Per lo sprezzo dei diritti umani che esibiscono, non provo alcuna simpatia nei confronti dei regimi dell’Arabia Saudita e dell’Iran. Ammiro le raffinatezze della loro cultura e provo soggezione per questi Paesi che rappresentano le terre-faro delle rispettive tradizioni musulmane: l’Arabia per i sunniti e l’Iran per gli sciiti. In determinati momenti della storia hanno espresso autentiche vette di civiltà, ma oggi sono impresentabili. Da giornalista non posso, per esempio, perdonare al principe saudita Mohammed bin Salman di essere stato il probabilissimo mandante della cattura e poi dell’autentica macellazione del collega dissidente Jamal Khashoggi nel 2018. Ovviamente, trovo meschino che buona parte dell’Occidente faccia affari con un simile individuo.
Dell’Iran che appende alle gru chi protesta in piazza non posso dire meglio. L’ultimo «banale» episodio delle ragazze costrette a pubblica ammenda perché hanno osato danzare a capo scoperto il giorno della festa delle donne andrebbe annoverato tra i punti simbolicamente più bassi di questa straordinaria civiltà.

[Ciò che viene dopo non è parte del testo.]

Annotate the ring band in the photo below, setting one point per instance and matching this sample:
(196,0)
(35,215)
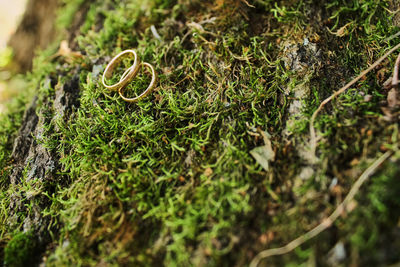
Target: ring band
(149,88)
(128,74)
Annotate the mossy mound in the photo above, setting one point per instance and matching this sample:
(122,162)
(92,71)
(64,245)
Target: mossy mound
(214,166)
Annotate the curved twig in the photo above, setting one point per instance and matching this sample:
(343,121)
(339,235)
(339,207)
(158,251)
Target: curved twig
(326,223)
(313,137)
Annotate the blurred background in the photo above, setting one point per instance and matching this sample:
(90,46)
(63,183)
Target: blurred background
(11,12)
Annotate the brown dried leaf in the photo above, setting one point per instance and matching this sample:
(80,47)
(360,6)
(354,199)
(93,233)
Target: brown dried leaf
(264,154)
(392,98)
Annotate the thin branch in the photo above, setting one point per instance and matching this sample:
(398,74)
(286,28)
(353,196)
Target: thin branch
(313,140)
(326,223)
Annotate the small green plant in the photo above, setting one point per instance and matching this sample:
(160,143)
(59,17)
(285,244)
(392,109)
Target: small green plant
(21,250)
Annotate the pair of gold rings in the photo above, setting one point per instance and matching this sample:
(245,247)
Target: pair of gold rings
(128,75)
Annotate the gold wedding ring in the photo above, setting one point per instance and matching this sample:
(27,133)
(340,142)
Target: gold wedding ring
(128,75)
(147,91)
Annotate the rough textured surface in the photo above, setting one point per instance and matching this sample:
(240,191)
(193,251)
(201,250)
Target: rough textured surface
(213,167)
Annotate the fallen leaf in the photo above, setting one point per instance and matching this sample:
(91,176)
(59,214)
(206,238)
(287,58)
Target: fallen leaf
(392,98)
(264,154)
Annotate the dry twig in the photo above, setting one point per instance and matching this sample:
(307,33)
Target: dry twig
(326,223)
(313,137)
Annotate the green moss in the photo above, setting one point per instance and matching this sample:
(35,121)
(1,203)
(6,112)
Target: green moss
(170,180)
(21,250)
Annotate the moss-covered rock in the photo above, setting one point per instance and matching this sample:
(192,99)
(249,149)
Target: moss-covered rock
(171,180)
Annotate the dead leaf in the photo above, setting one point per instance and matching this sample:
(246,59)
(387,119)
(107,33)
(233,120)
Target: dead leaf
(264,154)
(343,30)
(392,98)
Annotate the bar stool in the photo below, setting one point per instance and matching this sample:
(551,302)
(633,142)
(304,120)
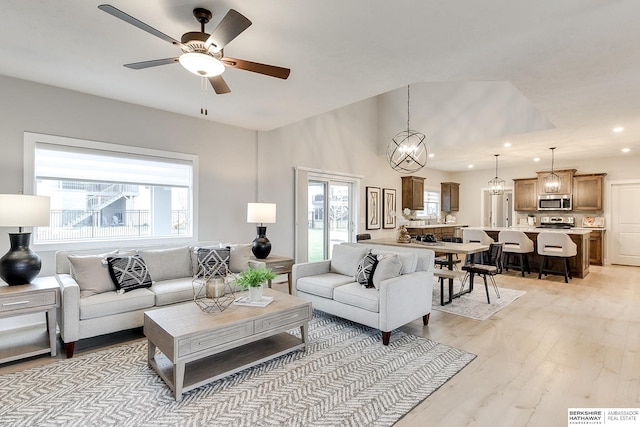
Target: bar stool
(477,236)
(516,243)
(558,245)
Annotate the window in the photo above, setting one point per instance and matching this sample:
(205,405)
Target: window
(111,192)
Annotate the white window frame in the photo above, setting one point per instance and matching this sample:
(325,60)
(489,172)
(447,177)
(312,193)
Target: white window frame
(30,141)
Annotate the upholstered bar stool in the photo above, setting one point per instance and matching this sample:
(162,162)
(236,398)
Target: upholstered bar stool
(558,245)
(477,236)
(516,243)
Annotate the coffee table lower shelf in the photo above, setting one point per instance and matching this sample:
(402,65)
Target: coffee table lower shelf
(211,368)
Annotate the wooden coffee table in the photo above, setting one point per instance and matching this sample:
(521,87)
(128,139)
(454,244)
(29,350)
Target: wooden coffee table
(198,348)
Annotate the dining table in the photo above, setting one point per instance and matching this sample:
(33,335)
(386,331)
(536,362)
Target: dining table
(448,248)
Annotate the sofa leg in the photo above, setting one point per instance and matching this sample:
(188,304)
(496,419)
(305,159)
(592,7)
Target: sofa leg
(425,319)
(385,337)
(69,347)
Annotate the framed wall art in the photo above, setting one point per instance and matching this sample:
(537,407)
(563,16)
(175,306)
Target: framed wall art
(373,208)
(388,208)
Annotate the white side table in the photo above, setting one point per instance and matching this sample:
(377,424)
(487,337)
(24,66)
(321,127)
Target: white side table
(41,296)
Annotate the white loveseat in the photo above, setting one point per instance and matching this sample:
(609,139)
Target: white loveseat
(402,292)
(90,305)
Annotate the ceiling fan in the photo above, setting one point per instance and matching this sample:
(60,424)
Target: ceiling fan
(203,53)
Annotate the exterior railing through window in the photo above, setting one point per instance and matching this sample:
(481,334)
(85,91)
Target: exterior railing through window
(66,225)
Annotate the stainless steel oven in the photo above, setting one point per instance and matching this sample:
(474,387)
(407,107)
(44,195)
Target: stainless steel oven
(554,202)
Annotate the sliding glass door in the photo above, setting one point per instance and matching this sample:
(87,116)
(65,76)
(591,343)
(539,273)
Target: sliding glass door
(330,218)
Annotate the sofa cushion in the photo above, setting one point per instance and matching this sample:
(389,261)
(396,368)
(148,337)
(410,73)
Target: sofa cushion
(388,267)
(345,259)
(409,260)
(91,272)
(167,264)
(355,295)
(108,303)
(129,272)
(212,262)
(172,291)
(239,257)
(366,267)
(323,285)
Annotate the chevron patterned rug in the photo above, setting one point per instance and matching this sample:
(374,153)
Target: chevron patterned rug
(345,377)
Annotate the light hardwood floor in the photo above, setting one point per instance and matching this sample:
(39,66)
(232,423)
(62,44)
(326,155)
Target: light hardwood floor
(559,346)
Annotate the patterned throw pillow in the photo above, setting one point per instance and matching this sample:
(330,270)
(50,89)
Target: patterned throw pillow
(129,273)
(366,267)
(213,262)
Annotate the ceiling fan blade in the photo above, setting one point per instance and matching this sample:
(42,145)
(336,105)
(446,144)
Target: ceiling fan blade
(137,23)
(219,85)
(228,29)
(153,63)
(268,70)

Eppure, nei giorni scorsi, qualcosa di buono l’Arabia Saudita e l’Iran l’hanno fatto: sotto l’egida di Pechino hanno annunciato che riallacceranno le reazioni diplomatiche, interrotte sette anni fa dopo che i manifestanti nella Repubblica islamica hanno preso d’assalto le missioni diplomatiche saudite in seguito all’esecuzione a Ryad di un famoso religioso sciita. Le ruggini sono più antiche. Dalla creazione della Repubblica islamica dell’Iran nel 1979, i Paesi sunniti accusano Teheran di voler «esportare» la propria rivoluzione. Da allora, tra Ryad e Teheran è in corso una violentissima partita a scacchi, dove lo scacchiere è l’intero Medio Oriente. In Siria, per esempio, l’Iran sostiene il presidente Bashar al-Assad e l’Arabia Saudita i ribelli. Nello Yemen, invece, Ryad ha formato nel 2015 una coalizione araba sunnita a favore del presidente yemenita e Teheran aiuta i ribelli sciiti Houthi.

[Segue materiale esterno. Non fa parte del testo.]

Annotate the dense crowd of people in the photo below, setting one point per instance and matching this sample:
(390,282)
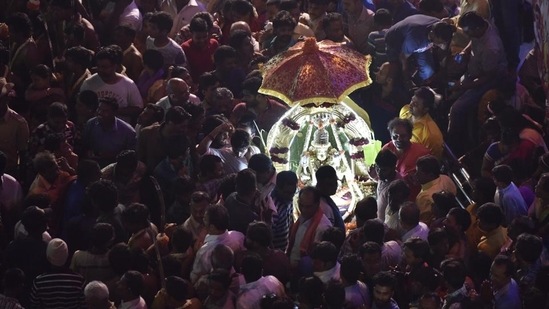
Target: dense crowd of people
(133,176)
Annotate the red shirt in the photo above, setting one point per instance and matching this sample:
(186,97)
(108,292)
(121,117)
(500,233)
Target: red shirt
(199,60)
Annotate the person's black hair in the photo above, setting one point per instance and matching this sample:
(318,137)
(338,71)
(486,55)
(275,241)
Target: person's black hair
(177,146)
(222,276)
(240,139)
(252,85)
(313,190)
(13,278)
(374,230)
(222,53)
(112,53)
(503,173)
(35,221)
(101,235)
(89,99)
(242,7)
(42,71)
(334,295)
(19,22)
(462,217)
(134,282)
(350,268)
(237,38)
(206,80)
(284,19)
(260,163)
(431,6)
(427,95)
(176,288)
(329,18)
(443,30)
(153,59)
(127,31)
(207,164)
(309,290)
(370,247)
(453,271)
(56,110)
(366,208)
(426,276)
(384,279)
(177,115)
(198,24)
(485,185)
(288,5)
(218,216)
(443,201)
(325,172)
(529,247)
(110,102)
(81,56)
(386,158)
(162,20)
(383,17)
(184,184)
(286,178)
(246,182)
(472,20)
(520,225)
(334,235)
(104,194)
(405,123)
(252,267)
(119,257)
(409,213)
(419,247)
(437,236)
(260,232)
(490,213)
(137,214)
(504,260)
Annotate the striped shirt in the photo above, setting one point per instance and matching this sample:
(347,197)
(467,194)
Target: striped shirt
(58,290)
(281,222)
(9,303)
(377,47)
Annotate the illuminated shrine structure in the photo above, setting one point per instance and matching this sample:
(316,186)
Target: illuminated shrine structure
(310,136)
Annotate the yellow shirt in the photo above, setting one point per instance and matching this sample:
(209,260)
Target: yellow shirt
(492,242)
(425,132)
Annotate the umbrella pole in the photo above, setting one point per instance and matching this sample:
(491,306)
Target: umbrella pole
(260,136)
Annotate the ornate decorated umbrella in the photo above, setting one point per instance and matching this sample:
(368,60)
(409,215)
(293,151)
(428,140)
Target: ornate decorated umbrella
(315,73)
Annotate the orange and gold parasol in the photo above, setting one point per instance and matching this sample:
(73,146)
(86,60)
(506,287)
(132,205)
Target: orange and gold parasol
(315,73)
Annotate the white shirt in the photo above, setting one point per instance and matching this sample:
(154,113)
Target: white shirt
(124,91)
(421,231)
(202,263)
(251,293)
(131,16)
(172,53)
(10,193)
(231,163)
(138,303)
(323,225)
(185,15)
(357,295)
(166,104)
(331,274)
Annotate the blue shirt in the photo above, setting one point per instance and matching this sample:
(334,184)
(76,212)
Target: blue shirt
(409,36)
(109,142)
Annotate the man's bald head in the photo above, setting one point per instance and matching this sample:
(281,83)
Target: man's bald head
(177,90)
(240,25)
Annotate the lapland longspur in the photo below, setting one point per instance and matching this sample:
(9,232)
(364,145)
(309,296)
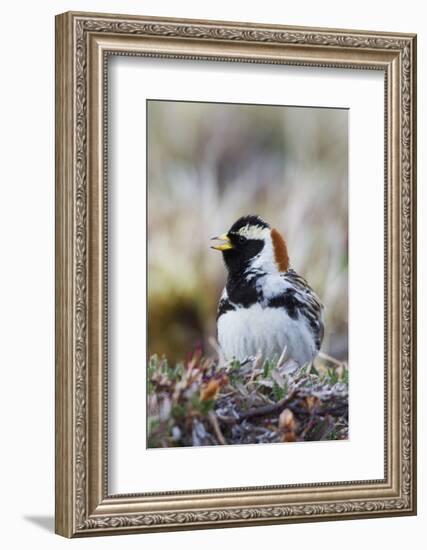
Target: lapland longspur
(265,307)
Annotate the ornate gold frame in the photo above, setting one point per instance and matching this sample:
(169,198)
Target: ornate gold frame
(83,42)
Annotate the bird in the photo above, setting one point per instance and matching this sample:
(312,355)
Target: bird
(266,307)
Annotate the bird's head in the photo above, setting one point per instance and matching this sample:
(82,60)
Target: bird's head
(252,243)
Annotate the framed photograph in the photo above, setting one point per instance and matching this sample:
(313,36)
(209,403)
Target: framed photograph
(235,274)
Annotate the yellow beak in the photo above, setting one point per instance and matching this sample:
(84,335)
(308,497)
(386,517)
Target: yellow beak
(225,245)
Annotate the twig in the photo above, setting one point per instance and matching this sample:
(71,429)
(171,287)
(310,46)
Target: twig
(331,359)
(268,409)
(214,423)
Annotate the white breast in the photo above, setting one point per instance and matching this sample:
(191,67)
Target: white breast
(246,331)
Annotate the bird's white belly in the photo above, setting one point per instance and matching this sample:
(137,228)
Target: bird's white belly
(246,331)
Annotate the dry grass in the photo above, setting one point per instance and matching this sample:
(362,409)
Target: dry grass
(204,401)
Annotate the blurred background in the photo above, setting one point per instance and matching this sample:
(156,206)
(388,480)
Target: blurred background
(210,163)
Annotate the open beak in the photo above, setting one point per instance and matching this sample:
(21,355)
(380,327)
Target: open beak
(225,245)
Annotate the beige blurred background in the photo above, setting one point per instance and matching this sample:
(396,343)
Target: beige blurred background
(210,163)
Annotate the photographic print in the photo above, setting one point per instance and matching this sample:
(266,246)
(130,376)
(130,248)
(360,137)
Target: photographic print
(235,264)
(247,274)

Non sappiamo se e quando avverrà il riavvicinamento tra le due potenze e non riusciamo ad immaginare quanto sia sincero. Mohammed bin Salman aveva descritto il leader supremo iraniano come il «nuovo Hitler». E tanto basti per capire una logica che da qui spesso sfugge: all’interno del mondo musulmano il peggior nemico è spesso il musulmano dell’altra corrente. Solo in seconda battuta è l’Occidente.

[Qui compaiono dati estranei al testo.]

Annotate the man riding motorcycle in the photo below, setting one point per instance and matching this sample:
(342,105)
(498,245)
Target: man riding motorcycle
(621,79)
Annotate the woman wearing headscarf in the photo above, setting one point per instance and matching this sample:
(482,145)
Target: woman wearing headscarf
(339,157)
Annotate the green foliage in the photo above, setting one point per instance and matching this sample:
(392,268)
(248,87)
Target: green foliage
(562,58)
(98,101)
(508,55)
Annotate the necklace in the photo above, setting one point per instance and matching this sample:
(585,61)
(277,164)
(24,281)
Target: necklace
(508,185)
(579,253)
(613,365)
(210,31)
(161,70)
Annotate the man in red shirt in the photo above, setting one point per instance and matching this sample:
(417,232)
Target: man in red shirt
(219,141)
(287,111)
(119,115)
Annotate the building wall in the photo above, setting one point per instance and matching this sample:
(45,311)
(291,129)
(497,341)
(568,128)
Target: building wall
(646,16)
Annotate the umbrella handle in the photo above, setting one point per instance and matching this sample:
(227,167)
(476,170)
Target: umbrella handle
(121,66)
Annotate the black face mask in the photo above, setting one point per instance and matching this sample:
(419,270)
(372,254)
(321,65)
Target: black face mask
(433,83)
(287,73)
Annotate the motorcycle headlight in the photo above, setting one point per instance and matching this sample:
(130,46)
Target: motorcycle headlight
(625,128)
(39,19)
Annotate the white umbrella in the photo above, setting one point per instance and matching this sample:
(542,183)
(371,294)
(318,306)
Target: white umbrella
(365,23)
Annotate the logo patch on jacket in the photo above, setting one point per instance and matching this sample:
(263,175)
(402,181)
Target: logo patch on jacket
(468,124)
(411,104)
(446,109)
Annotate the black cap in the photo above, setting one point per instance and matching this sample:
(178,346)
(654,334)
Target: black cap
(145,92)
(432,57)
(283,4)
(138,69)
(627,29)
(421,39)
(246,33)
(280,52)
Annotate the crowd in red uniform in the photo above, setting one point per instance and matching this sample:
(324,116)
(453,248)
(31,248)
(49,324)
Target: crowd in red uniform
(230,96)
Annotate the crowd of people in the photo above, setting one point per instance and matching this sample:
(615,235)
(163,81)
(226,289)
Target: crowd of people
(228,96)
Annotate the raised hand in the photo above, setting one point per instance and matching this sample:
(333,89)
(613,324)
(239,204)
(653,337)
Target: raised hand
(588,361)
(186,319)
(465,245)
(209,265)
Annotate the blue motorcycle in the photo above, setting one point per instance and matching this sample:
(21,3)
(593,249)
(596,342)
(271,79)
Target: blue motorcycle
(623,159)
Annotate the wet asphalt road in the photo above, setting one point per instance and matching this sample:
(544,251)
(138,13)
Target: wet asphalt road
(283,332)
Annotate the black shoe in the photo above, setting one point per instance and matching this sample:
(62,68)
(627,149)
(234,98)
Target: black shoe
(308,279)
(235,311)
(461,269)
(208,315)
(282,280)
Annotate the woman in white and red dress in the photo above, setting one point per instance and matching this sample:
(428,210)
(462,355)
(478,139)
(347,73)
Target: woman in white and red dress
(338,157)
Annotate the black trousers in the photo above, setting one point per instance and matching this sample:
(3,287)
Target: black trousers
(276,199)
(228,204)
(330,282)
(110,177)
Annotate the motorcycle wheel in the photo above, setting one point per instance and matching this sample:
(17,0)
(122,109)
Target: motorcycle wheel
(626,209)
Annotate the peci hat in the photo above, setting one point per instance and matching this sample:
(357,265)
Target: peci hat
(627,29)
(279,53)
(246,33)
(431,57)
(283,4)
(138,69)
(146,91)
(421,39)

Ciò detto e incrociando le dita, la ripresa del dialogo tra i due acerrimi rivali è una buona notizia. Forse è ingenuo immaginare una pacificazione del Medio Oriente. A noi basterebbe anche «solo» l’inizio della fine della guerra nello Yemen. È infatti poco probabile, come osservava il «Guardian», che Ryad abbia concluso un accordo con l’Iran senza costringerlo a cessare la fornitura di armi agli Houthi. E un paio di settimane fa il ministro degli Esteri saudita aveva giurato che la massima priorità del suo Paese era «trovare un modo per ottenere un cessate il fuoco permanente nello Yemen». Volesse il cielo.
Quella dello Yemen è una gigantesca tragedia negletta. Nel Paese muoiono da uno a due civili all’ora. La guerra civile, iniziata nel 2014, ha causato centinaia di migliaia di vittime, e la sopravvivenza dell’80% degli yemeniti, pari a 20 milioni di persone, dipende in toto dagli aiuti umanitari.
Se questa mattanza finisse, gli unici a rimetterci sarebbero i produttori di armi in Francia, negli USA, ma anche in Svizzera (l’anno scorso un’inchiesta della RTS ha rivelato che i fucili elvetici Sig Sauer 551 erano finiti – per vie misteriose – nelle mani dei soldati sauditi attivi nello Yemen). Ma siamo quasi sicuri che, con i tempi malmostosi e violenti che corrono, una tragedia in meno nel pianeta non manderebbe in crisi i loro bilanci.